The efforts of these groups have paid off. In 2019, the Canadian government decided to set aside nearly a third of the areas of the last ice as protected spaces called marine reserves. All commercial activities, until 2024, within the boundaries of the reserves is prohibited, with provisions for indigenous peoples. Environmentalists are now calling for these marine reserves to be placed under permanent protection.
Rift in the ice
However, there are some troubling signs that sea ice in the region is already precarious. Most troubling was the appearance in May 2020 of a Rhode Island-sized crack in the ice in the heart of the last ice area. Kent Moore, a geophysicist at the University of Toronto, says these unusual events could become more frequent as the ice thins. This suggests that the area of the last ice it may not be as tough as we thought, He says.

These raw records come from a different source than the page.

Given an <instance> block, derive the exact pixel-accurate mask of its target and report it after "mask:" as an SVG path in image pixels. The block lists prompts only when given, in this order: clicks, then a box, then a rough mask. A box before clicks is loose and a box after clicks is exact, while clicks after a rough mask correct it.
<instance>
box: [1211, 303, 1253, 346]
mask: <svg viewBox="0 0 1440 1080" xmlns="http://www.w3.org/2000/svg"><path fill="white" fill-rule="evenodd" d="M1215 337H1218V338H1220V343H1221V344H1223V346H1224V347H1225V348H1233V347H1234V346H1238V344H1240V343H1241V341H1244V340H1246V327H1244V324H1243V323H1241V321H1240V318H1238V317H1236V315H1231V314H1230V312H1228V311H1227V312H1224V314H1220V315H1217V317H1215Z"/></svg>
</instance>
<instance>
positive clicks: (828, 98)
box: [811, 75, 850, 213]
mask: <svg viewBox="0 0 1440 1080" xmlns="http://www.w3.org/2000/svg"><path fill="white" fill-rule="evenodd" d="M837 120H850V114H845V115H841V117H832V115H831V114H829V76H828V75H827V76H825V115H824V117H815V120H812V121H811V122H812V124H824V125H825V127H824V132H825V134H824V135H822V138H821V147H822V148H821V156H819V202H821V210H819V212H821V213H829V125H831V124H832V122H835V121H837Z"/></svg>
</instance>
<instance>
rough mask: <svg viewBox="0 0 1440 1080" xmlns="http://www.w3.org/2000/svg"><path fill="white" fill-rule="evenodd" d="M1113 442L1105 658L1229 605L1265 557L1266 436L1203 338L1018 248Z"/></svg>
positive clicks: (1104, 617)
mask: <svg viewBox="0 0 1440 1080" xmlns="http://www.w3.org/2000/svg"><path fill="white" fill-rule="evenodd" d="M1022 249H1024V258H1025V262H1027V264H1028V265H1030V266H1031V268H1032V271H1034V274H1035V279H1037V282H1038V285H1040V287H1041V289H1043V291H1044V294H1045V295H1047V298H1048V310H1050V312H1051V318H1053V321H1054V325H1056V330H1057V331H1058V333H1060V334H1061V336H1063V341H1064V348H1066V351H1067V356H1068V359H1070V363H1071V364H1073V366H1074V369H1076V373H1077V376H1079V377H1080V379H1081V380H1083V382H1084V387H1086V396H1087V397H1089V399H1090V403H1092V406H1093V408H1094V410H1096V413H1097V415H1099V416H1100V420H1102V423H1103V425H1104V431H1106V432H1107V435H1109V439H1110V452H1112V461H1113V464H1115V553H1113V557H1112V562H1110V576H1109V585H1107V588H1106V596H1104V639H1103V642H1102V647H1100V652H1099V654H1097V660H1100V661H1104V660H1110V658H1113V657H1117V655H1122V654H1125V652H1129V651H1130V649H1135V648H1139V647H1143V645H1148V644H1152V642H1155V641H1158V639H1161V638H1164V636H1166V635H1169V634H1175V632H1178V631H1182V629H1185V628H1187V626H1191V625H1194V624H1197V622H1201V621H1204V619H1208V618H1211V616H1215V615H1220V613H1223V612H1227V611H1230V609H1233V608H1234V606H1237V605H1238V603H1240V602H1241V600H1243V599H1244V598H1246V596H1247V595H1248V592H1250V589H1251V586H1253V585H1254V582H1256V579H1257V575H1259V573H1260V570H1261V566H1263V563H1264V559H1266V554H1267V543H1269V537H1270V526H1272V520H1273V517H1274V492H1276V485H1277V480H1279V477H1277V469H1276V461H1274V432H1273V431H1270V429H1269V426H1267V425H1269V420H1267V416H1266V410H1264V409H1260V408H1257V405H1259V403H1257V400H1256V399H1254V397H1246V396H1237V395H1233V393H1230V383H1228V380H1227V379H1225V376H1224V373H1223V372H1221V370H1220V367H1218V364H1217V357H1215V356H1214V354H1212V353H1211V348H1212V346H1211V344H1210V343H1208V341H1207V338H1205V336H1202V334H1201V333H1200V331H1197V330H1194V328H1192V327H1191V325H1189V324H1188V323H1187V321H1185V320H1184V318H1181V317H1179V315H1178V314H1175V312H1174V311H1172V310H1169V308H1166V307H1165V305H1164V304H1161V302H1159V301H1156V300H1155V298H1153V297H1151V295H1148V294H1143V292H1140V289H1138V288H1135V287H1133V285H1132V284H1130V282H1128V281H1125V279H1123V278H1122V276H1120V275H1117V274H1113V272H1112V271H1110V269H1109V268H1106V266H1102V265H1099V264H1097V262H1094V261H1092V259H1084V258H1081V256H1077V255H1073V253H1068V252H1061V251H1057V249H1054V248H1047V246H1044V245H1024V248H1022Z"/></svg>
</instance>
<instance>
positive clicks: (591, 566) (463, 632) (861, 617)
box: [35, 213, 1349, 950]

This is something that worries Laforest. He and others are skeptical that it will be possible to reverse climate change and repopulate the Arctic with ice-dependent species. “I would like to live in a world where we eventually reverse warming and promote sea ice regeneration”, he claims. “But stabilization seems a daunting task in itself.”
However, the hope remains. “All of the models show that if you drop temperatures, sea ice will revert to its historical pattern within several years,” says Newton.
To save the last of the sea ice, and the creatures that depend on it, it will be essential to remove greenhouse gases from the atmosphere, says oceanographer Stephanie Pfirman of Arizona State University in Tempe, co-author of the sea ice study with Newton. The technology to capture carbon and prevent more carbon from entering the atmosphere already exists. The largest carbon capture facility is located in Iceland, but projects like that have yet to be implemented on a large scale.
Without such intervention, the Arctic is bound to lose the last of its summer ice before the turn of the century. It would mean the end of life on ice. But Pfirman, who suggested making the last ice area a world heritage site in 2008, says humanity has undergone major economic and social changes, such as those needed to reduce emissions and prevent warming, in the past. . “I was in Germany when the wall fell [di Berlino] and people didn’t expect it to happen, ”he says.
Protecting the last ice area means buying time to protect sea ice and species, Pfirman says. The longer we can hold onto summer sea ice, he says, the greater they are the possibilities we have to bring back Arctic species, from plankton to polar bears, from the abyss.